As much as I'd like to highlight the geniuses in our midst, they tend to be hard to find. So we often turn our attention to the darker regions of the philosophical cosmos, and focus on people like this bunch of yahoos:

The Man Who Tried to Drink a River

That's my impression of Gregg Easterbrook, who has an article in Wired today titled The New Convergence. The author here pulls the classic "bait-and-switch" routine, promising to explore a "grand unified theory of everything" and then delivering a truckload of meaningless styrofoam platitudes and half-baked conceptual fiddle-faddle.

In recent years, Allan Sandage, one of the world's leading astronomers, has declared that the big bang can be understood only as a "miracle."
And there's his thesis in a nutshell. Science, lacking all the answers for everything, is now throwing up its collective hands and turning to religion for comfort. But scientific inquiry doesn't work that way and doesn't try. Karl Popper's falsificationism, for instance, is the idea that "science advances by unjustified, exaggerated guesses followed by unstinting criticism." Religion does the same thing, yes, but without that pesky criticism.

Easterbrook goes wrong in virtually every other premise he presents, thrashing theories and fumbling fundamentals. We're supposed to buy into noodlebrained ideas like this:

In philosophy, metaphysics is making a comeback after decades ruled by positivism and analytical theory of language. These restrained, empirically based ideas have run their course...
I don't think so. No scientist anywhere has ever believed that "we'll have all the answers." What may be happening is that our classically trained philosophers are dying off and today's less-rigorous educational system is churning out mental lightweights to replace them. "Empirically based ideas" are, after all, truth, which never goes out of fashion.

Space may be infinite—not merely vast, but infinite—encompassing an infinite number of galaxies with an infinite number of stars...Set aside the many competing explanations of the big bang; something made an entire cosmos out of nothing.
An infinite universe is one possibility, among many, but Easterbrook conveys this bombshell in the awestruck tones of a stoned adolescent babbling past his bedtime, then trots out the hackneyed "something out of nothing" logic that only works on illiterate cajuns and impressionable children. One expects him to continue with Zen koans at this point: Where did the first acorn come from?
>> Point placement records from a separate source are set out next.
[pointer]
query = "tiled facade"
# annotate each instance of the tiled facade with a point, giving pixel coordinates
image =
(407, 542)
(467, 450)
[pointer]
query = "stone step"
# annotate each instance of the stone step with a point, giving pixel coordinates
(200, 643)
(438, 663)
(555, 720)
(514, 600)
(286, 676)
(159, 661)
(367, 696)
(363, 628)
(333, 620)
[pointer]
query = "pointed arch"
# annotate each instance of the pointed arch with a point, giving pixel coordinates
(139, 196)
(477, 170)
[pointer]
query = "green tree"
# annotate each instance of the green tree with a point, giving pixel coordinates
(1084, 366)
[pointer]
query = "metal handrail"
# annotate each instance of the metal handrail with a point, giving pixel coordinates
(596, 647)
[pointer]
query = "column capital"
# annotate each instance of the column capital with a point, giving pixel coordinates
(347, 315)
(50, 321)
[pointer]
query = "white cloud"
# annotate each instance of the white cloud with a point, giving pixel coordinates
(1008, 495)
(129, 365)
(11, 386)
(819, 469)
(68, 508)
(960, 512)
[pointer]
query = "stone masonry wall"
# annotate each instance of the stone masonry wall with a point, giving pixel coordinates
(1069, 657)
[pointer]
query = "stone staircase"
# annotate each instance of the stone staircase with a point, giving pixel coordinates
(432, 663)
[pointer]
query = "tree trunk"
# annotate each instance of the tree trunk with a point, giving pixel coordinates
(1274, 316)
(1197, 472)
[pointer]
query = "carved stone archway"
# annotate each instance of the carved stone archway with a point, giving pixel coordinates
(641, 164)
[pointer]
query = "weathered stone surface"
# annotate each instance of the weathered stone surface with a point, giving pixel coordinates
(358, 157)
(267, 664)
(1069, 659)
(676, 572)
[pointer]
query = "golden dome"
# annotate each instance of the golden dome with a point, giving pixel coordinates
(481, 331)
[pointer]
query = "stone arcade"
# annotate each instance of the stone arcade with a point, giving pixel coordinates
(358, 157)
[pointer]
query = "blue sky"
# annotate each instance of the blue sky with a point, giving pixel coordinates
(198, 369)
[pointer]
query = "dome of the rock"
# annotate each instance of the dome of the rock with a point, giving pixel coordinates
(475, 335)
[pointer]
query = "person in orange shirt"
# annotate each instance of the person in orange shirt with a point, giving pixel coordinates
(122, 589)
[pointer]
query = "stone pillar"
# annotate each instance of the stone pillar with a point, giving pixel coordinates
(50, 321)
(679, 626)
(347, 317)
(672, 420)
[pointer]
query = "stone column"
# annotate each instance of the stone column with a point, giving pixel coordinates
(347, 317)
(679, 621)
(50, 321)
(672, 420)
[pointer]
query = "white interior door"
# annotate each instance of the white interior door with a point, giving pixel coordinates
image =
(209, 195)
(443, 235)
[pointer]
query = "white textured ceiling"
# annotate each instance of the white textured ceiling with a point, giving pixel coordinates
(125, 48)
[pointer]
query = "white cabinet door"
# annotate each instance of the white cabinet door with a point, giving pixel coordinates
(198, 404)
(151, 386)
Explanations of how the mass of an entire universe could pop out of a void are especially unsatisfying.
We'll stop at this point. Since the curvature of space is beyond his ken, there isn't anything else he can say and he pretty much doesn't. The remaining 1,500 words or so amount to the noise you get when you shoot up a Jehovah's Witness full of speed and lock him in a tool shed. Wired should be ashamed of running this tripe and they owe us an apology.

Hold the Presses

Were you as worried as I was that the felt-covered hand known as Kermit the Frog wouldn't get a star on the Hollywood Walk of Fame? Yesterday they gave it number 2,208, proving beyond all doubt that this venerable institution is now completely meaningless. Hey—while they're at it, how 'bout one for the Pillsbury Doughboy? And Toucan Sam, and that Quaker Oats dude—damn, you guys better hustle it up!

A Bucket of Weasel Guts

Which is how I think about Alan Ralsky, otherwise known as the King of Spam. Let me start with a warning: Do not follow that link unless you want to get explosively livid with rage. This man, Ralsky, is responsible for something like half the spam e-mail you get. And he's making good money off it, seeing as how he's putting the finishing touches on his "brand new 8,000-square-foot" $740,000 luxury home. He's got 20 computers and a T1 line, which can do a lot of damage:

The computers in Ralsky's basement control 190 e-mail servers—110 located in Southfield, 50 in Dallas and 30 more in Canada, China, Russia and India. Each computer, he said, is capable of sending out 650,000 messages every hour—more than a billion a day.
Does he like what he does for a living?

"I'll never quit," said the 57-year-old master of spam. "I like what I do. This is the greatest business in the world."
Yeah, and according to the article, when people have discovered his address, they tend to leave "bags of feces" on his doorstep.